I make these contentions strictly as a literary historian. As a reader, I have no real attachment to the New Sincerity as a project and agree that something feels passé about it. I think the rising interest in modernist techniques and storytelling among contemporary writers globally—as in Jon Fosse’s Septology, Rooney’s Intermezzo, Anna Burns’s Milkman, and Mircea Cărtărescu’s Solenoid—is more intriguing, even as I find the vague modernism that so-called heterodox literary critics seem (often unknowingly) to wield against “corporate literature” to be limp and self-flattering. (We need something genuinely new to disrupt the sameness saturating contemporary culture, they declare. Bitch, “newness” has been done before! What do you think modernism was??) But even if it isn’t newness as such, maybe there is something within the increasingly discredited modernist project that’s worth returning to and, indeed, taking sincerely.
Against another issue beloved by these critics, straw men though they might be, I believe that people wanting moral instruction from art is a great and beautiful honor. How it should be met requires a complicated response and may not reduce to just giving it to them, but we shouldn’t revile readers for it.
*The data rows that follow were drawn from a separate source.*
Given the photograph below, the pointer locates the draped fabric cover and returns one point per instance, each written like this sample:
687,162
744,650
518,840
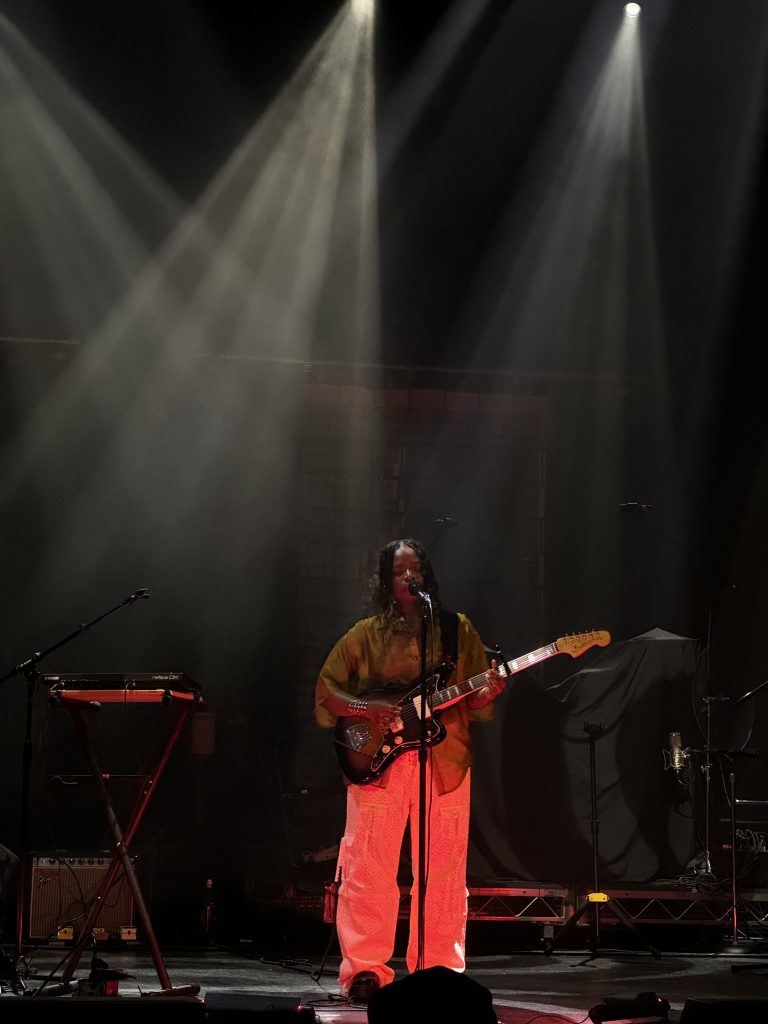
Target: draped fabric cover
531,793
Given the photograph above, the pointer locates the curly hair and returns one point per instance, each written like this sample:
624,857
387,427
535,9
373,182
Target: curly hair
382,599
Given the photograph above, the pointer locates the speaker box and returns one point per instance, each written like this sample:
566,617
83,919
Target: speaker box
434,994
724,1012
238,1008
62,890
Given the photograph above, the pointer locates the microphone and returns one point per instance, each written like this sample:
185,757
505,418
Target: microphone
417,589
678,757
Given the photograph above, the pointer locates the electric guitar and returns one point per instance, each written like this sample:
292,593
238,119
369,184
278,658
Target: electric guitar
365,750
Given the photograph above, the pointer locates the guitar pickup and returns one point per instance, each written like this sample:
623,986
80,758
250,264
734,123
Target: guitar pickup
358,736
417,706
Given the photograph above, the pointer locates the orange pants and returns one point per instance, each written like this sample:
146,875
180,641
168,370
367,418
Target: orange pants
369,859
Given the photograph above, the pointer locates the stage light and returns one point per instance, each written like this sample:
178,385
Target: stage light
644,1007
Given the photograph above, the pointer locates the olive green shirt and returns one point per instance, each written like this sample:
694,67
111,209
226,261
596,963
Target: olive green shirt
360,660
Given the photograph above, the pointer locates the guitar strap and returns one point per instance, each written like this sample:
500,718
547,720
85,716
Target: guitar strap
450,633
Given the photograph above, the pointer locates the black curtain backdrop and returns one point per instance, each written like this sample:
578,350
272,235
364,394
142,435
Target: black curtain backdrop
531,787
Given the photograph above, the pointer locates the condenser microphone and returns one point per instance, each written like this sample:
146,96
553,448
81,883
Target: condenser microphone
417,589
678,756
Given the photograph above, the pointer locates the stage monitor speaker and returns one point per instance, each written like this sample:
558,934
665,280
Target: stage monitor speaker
62,890
237,1008
724,1012
434,994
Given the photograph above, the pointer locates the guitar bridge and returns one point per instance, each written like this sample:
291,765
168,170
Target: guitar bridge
357,736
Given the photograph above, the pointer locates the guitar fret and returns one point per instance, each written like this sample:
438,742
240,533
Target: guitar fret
516,665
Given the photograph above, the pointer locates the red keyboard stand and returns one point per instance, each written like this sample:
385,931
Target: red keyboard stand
80,704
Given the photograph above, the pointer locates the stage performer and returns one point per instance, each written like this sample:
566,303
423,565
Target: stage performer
384,651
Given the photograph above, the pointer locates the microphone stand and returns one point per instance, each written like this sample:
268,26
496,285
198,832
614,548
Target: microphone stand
426,613
29,670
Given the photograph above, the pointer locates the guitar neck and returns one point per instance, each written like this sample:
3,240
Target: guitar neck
453,693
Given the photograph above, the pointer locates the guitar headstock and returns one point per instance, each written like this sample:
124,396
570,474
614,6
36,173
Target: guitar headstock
577,643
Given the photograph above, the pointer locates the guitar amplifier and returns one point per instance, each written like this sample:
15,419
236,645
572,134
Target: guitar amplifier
62,890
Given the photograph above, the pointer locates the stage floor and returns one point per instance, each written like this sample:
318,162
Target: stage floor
524,985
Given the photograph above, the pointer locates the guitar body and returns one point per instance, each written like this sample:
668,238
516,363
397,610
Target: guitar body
365,751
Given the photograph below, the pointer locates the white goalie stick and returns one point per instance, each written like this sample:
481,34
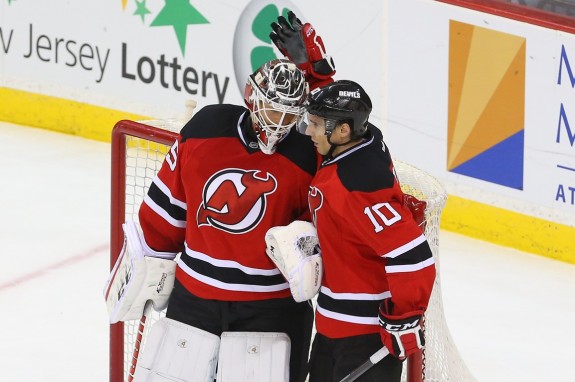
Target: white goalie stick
139,338
371,361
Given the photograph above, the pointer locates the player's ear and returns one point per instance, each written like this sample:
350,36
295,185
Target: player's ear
345,129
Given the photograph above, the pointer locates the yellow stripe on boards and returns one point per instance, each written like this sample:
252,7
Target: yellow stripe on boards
510,229
59,114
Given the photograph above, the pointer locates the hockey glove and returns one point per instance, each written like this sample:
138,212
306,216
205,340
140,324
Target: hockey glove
294,249
417,208
300,44
402,335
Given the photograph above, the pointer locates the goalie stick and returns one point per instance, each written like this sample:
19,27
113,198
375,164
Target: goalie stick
371,361
139,338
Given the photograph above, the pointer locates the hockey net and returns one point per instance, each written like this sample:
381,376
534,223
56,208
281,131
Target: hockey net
138,150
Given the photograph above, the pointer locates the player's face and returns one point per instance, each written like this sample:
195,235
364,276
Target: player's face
316,130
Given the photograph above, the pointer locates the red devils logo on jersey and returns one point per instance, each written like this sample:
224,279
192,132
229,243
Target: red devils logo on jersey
234,200
315,201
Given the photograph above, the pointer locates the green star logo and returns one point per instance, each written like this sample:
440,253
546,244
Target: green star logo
179,14
261,30
141,9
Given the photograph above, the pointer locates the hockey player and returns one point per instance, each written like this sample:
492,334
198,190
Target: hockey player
378,267
233,173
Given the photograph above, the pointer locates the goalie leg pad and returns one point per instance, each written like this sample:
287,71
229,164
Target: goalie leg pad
178,352
254,357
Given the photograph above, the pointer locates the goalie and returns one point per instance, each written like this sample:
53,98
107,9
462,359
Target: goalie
215,209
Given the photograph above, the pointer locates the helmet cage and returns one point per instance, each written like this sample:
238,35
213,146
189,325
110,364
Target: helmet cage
275,95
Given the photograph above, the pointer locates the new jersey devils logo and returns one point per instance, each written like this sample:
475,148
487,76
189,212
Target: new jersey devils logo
234,200
315,201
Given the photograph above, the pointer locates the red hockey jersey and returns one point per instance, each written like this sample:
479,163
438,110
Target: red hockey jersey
372,249
215,197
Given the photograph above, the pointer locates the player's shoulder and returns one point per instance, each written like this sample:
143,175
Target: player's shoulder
299,149
369,167
219,120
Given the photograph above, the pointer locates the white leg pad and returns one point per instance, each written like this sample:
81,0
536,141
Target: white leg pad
177,352
254,357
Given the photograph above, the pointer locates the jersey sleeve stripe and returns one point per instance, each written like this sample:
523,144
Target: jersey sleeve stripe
406,247
163,213
409,267
360,308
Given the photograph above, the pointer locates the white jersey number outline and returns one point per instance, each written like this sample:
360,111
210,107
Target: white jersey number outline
374,212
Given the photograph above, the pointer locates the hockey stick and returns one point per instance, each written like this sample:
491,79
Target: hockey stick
139,337
375,358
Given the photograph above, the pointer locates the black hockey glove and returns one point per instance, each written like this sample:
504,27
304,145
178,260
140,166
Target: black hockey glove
300,44
402,335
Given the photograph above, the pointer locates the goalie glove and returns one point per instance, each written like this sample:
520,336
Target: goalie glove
300,43
294,249
402,335
140,274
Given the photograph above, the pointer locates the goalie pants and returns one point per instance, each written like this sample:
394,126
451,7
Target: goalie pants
275,315
332,359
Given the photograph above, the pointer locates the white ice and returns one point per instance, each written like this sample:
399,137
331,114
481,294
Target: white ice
510,313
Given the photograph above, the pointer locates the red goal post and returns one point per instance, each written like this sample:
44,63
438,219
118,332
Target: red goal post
138,150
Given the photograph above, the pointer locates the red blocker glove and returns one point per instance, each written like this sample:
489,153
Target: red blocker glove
402,335
300,43
417,208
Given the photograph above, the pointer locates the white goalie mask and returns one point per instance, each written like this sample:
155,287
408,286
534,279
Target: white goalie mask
275,94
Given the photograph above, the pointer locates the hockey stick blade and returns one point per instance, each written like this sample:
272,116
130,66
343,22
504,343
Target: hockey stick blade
139,339
375,358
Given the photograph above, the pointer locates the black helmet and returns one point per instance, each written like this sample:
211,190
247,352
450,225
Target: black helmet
339,102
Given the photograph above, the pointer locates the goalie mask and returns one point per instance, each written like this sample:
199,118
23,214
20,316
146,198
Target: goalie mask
339,102
275,94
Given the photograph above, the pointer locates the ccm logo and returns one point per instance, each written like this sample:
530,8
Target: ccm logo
399,327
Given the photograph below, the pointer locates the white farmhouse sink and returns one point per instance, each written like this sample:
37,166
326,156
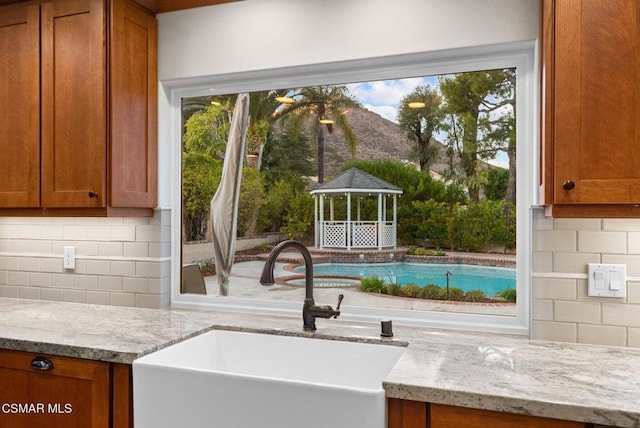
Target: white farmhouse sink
233,379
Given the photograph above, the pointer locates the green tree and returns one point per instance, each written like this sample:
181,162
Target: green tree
496,186
472,101
299,218
252,196
288,154
200,179
203,151
420,124
327,105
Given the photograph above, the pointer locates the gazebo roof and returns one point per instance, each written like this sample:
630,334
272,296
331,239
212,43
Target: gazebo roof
356,181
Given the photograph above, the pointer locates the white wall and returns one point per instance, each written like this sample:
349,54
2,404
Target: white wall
255,35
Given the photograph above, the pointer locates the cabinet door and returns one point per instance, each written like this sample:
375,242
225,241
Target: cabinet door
20,106
596,123
74,131
73,393
133,146
407,413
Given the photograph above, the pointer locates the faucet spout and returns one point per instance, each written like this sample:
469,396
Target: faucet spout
309,310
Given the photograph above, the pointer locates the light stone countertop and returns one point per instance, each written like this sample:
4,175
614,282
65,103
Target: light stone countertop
587,383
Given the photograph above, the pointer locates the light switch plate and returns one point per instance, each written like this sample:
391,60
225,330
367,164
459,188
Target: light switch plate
607,280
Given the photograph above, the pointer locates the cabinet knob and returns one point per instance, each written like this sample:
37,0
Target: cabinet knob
41,363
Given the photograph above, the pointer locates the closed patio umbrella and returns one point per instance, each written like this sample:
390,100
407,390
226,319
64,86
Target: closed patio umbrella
224,205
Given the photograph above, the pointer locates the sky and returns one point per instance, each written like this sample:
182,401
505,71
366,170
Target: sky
383,97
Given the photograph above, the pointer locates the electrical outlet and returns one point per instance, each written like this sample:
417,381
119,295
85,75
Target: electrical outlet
69,257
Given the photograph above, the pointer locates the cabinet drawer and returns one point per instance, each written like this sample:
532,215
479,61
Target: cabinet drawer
70,393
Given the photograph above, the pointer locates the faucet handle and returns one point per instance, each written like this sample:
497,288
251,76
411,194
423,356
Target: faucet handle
340,297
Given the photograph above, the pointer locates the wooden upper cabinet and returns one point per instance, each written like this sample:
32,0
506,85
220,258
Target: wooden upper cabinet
20,105
81,99
591,107
63,393
133,177
74,130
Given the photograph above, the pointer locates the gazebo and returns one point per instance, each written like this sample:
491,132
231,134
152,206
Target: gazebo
349,232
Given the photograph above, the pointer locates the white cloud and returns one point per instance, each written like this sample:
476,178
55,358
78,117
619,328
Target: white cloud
384,96
388,112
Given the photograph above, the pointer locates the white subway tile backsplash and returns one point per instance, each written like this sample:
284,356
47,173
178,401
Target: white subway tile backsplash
542,261
118,259
110,283
54,294
85,282
98,233
136,249
8,263
9,291
574,262
135,285
40,246
86,248
578,312
18,278
73,232
160,249
123,268
50,264
550,330
67,280
99,297
559,283
633,336
110,249
555,288
633,292
39,279
29,293
148,233
578,223
51,232
18,245
622,224
602,335
555,240
631,260
542,309
74,296
123,299
29,264
148,269
621,314
634,243
98,267
123,233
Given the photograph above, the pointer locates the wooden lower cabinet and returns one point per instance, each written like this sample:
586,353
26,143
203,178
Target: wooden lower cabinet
39,390
415,414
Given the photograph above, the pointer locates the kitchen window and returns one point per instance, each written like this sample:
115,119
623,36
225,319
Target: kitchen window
518,58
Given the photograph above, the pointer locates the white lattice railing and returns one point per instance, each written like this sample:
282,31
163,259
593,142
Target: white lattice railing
363,234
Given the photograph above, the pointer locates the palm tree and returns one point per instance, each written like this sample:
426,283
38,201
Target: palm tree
328,106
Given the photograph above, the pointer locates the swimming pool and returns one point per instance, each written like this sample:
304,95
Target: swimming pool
467,277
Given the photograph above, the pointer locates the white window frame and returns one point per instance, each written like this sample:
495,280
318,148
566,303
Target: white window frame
523,56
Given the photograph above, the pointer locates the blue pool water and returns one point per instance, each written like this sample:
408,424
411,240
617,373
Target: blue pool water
467,277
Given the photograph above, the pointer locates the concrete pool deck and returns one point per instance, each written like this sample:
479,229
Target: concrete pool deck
244,282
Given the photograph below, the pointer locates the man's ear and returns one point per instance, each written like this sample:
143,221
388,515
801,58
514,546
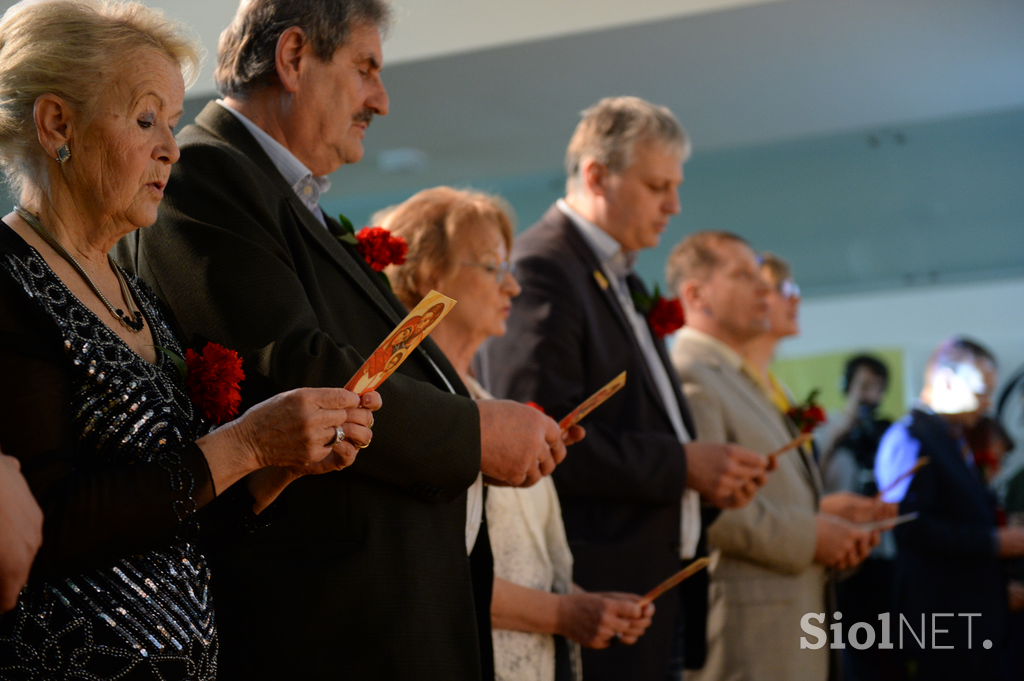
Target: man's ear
292,49
53,122
595,176
691,294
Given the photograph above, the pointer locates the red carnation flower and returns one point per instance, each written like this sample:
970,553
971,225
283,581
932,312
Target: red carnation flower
666,316
212,381
380,248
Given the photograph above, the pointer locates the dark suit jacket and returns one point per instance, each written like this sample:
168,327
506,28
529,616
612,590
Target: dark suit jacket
360,573
946,559
621,487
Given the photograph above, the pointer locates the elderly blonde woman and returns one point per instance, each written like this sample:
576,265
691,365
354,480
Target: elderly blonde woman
459,244
113,449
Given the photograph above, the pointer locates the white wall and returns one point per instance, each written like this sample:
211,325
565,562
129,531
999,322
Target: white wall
916,320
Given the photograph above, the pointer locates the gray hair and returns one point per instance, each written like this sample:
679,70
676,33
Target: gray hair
610,130
247,52
72,49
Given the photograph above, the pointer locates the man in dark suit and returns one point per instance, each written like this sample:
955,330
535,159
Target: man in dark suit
360,573
571,330
947,560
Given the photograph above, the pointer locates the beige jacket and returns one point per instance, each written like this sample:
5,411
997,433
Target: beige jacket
764,580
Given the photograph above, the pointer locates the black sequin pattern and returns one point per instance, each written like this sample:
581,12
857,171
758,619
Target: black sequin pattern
147,615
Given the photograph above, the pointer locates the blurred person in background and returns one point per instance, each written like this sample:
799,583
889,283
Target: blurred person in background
849,442
631,493
950,558
123,461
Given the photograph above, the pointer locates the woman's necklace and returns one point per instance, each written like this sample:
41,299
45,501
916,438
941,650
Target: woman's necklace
133,321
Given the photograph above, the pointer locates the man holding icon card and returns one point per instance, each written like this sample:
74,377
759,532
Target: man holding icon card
573,329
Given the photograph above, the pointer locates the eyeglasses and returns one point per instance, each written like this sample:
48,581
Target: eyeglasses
501,270
787,289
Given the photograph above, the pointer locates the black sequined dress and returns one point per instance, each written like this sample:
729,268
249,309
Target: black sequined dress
107,442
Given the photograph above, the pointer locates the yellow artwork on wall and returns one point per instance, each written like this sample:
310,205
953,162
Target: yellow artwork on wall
824,372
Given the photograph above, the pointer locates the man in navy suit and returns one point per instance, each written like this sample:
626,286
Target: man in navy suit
631,491
948,560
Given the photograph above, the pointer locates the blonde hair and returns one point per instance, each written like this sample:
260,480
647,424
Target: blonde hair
73,49
609,131
432,222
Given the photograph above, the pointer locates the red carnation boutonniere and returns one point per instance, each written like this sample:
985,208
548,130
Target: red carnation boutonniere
665,314
808,416
376,245
212,378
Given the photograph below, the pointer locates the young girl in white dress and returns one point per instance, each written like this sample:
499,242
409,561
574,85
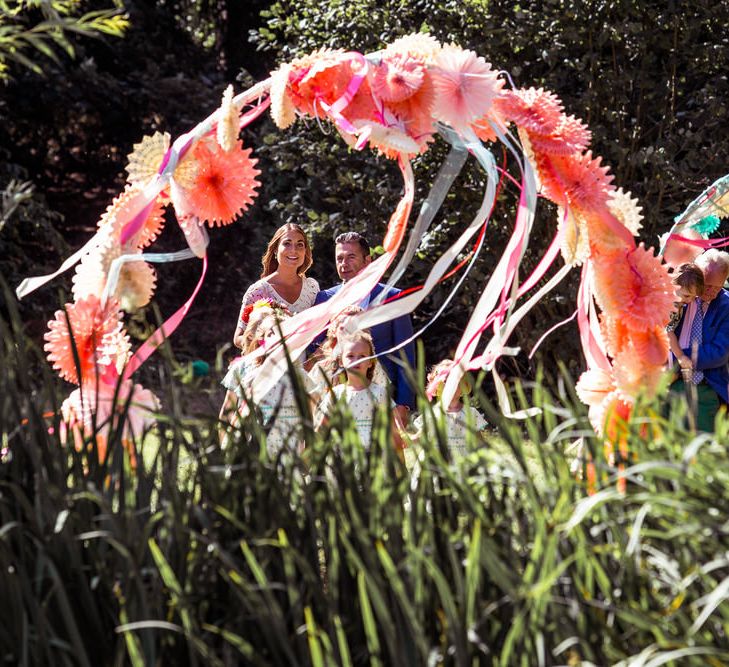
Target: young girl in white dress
283,278
354,355
325,371
460,419
278,408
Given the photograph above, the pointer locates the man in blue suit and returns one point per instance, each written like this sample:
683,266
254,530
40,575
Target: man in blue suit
352,254
711,354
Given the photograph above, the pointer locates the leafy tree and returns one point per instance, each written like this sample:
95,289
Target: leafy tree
42,27
648,77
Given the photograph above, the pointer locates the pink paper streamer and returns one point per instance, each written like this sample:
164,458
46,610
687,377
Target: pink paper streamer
164,331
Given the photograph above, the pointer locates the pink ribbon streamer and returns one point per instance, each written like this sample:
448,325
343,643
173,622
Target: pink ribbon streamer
164,331
590,336
701,243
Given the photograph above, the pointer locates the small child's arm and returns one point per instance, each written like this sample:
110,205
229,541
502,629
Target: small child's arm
683,361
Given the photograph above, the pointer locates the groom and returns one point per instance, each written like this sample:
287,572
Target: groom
352,254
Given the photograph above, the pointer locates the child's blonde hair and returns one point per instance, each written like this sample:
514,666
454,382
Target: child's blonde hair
356,337
328,348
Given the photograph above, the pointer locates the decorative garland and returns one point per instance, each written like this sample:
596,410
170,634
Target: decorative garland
394,101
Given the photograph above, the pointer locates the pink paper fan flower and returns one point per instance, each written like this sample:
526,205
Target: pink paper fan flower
651,345
635,285
102,405
98,335
465,87
634,374
397,77
298,71
225,184
614,332
574,180
532,109
326,81
415,112
570,136
117,215
677,252
419,45
91,272
594,385
483,127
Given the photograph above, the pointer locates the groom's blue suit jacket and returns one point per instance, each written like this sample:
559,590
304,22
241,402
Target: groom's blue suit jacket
386,336
713,352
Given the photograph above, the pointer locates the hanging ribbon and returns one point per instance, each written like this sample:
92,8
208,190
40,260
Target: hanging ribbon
164,331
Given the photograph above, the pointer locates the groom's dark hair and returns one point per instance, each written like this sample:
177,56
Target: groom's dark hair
354,237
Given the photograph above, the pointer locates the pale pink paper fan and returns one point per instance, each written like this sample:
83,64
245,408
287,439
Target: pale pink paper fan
465,87
397,77
98,337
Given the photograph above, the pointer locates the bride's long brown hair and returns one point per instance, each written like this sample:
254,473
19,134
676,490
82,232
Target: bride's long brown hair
269,261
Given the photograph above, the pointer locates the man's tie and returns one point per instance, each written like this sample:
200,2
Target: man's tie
697,327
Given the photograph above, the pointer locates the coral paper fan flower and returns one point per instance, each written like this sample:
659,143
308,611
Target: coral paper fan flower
145,159
397,77
414,113
635,284
570,136
465,87
533,109
225,184
634,375
614,332
594,385
574,180
362,106
652,345
626,209
119,213
98,337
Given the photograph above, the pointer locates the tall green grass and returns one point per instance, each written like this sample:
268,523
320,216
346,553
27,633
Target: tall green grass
205,556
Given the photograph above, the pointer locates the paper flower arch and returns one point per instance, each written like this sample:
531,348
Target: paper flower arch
396,101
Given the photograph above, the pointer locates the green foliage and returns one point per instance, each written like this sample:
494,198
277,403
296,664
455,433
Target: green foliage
210,556
649,78
44,27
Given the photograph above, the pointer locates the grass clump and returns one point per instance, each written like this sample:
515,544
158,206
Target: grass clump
210,556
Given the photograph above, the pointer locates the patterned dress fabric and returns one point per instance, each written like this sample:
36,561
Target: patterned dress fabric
262,289
362,404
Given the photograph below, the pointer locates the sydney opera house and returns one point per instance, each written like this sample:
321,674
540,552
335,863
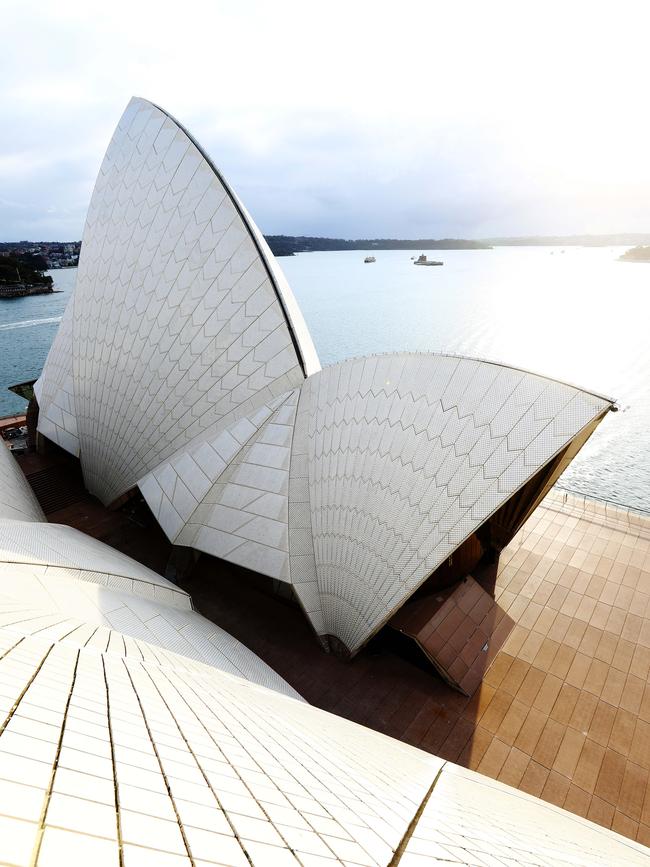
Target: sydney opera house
370,497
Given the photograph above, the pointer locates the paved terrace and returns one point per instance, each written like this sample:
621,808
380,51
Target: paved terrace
563,712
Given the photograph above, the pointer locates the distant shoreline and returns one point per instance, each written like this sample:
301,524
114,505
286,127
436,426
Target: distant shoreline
288,245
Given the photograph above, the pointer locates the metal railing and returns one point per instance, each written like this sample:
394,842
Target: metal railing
606,509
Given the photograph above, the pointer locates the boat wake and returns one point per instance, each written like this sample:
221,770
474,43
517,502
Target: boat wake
27,323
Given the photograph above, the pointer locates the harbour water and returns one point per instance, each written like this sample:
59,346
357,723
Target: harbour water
579,315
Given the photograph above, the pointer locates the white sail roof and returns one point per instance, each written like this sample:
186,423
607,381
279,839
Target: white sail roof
184,367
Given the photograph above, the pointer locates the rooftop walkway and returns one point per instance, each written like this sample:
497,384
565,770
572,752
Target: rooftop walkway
562,713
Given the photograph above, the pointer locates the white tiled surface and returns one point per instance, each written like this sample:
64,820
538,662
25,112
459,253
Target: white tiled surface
180,367
406,455
178,326
130,755
81,608
471,819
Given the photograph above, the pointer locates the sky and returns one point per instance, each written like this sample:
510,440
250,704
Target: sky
347,119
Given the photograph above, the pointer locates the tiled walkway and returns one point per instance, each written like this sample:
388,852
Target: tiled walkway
564,711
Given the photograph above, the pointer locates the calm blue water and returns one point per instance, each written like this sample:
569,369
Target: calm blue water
580,316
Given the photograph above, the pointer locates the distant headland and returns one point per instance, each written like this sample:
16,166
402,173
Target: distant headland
636,254
287,245
22,275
Indeed, a flat-out refusal, I think, shows the poverty and infantilism of contemporary artists and critics, not readers. If the New Sincerity writers risked anything, it’s faith in people’s willingness to let literature change their lives. Not even the “death” of literature has fully extinguished this belief among readers. Literature should aspire to go beyond “ambiguity” as its highest moral aim and attempt genuine courage. If the New Sincerity has any afterlife, I hope it’s this.